Automated Docking of a Small-scale Tractor-trailer Using an Infrastructure-based System
Open Access
- Author:
- Dorris, James Theodore
- Graduate Program:
- Mechanical Engineering
- Degree:
- Master of Science
- Document Type:
- Master Thesis
- Date of Defense:
- July 23, 2014
- Committee Members:
- Sean N Brennan, Thesis Advisor/Co-Advisor
- Keywords:
- automation
tractor-trailer
infrastructure-based
position
orientation
detection
sensors
docking - Abstract:
- This thesis involves the design of a system that utilizes vehicle detection, vehicle control, and vehicle communication to back a tractor-trailer to a desired position and orientation adjacent to a loading dock location.

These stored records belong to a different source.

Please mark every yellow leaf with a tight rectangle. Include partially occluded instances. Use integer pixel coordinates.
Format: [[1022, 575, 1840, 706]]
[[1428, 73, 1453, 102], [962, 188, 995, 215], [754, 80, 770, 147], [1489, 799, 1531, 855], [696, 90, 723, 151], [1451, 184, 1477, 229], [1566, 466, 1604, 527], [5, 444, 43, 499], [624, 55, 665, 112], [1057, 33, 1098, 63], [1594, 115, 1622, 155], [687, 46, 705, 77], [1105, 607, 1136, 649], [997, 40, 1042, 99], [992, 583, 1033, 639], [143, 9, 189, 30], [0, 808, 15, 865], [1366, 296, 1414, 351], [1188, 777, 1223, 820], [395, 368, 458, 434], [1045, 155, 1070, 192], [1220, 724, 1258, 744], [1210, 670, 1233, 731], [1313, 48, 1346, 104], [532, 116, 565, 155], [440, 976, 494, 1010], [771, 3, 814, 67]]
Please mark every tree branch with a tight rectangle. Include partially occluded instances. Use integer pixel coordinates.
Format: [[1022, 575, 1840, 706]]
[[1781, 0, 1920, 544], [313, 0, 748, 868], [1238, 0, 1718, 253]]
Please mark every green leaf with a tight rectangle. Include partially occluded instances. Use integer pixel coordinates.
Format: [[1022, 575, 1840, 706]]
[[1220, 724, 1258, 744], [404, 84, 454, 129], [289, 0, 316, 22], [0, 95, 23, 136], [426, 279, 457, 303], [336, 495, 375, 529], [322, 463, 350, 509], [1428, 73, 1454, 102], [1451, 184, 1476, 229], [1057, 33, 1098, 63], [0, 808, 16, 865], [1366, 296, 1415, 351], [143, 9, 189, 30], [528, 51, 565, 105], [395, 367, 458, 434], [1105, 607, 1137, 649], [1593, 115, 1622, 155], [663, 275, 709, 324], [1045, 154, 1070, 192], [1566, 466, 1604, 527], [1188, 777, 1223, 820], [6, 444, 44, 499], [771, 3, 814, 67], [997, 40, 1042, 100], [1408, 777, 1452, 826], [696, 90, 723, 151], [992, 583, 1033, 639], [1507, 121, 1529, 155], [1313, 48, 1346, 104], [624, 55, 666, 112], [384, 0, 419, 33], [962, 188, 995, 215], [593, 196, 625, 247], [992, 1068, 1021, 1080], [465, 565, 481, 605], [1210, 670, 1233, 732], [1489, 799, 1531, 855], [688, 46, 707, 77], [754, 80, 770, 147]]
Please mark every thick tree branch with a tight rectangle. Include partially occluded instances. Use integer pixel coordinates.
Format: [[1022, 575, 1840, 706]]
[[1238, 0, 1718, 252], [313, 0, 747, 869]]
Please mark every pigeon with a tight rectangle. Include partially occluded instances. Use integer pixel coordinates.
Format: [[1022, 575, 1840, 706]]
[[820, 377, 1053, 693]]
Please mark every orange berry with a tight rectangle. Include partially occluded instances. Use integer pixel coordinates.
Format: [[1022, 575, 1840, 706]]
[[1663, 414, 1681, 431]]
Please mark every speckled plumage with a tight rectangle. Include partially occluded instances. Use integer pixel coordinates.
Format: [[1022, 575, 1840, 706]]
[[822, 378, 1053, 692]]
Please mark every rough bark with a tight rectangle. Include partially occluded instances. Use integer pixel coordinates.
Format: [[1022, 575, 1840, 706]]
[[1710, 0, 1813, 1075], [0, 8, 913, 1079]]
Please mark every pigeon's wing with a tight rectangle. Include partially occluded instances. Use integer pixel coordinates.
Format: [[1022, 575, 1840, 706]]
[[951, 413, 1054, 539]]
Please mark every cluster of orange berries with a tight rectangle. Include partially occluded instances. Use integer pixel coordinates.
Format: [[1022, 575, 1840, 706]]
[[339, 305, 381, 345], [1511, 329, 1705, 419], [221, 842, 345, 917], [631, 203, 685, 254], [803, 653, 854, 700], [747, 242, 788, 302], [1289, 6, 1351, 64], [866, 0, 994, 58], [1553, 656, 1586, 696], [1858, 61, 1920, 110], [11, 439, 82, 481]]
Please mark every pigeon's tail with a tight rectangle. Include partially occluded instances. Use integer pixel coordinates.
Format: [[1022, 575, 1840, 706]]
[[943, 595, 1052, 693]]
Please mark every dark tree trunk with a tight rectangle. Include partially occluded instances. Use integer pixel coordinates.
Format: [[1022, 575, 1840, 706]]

There are currently systems that control a vehicle’s motion; however, many such systems rely on sensors and equipment that is attached to the vehicle itself, are designed for passenger vehicles, or utilize a model-free control approach. In contrast to these existing systems, the goal of this work is to design a system that does not require any sensing or major computing equipment to be located on the vehicle and utilizes a model-based control approach to back a tractor-trailer to a loading dock location. Simulations are carried out, as well as camera-based experimental tests using a 1:14 scale R/C tractor-trailer vehicle. The practicality of using a Light Detection and Ranging (LiDAR) unit for vehicle pose detection is also explored. For guiding the truck to the loading dock location, a state-space path-following controller is used. Also, wireless communication is enabled between a computer workstation and the vehicle, which allows for autonomous guidance of the vehicle. Experiments showed rough agreement with simulated behavior, but discrepancies were found between the two approaches. For example, in experimental tests using a dock-mounted LiDAR unit to detect vehicle pose, some vehicle pose configurations could not be detected. However, it is concluded that LiDAR units could still be useful sensors for vehicle pose detection if implemented using more than one sensor. Overall, this infrastructure-based automated docking system that employs model-based control is demonstrated to be a viable concept.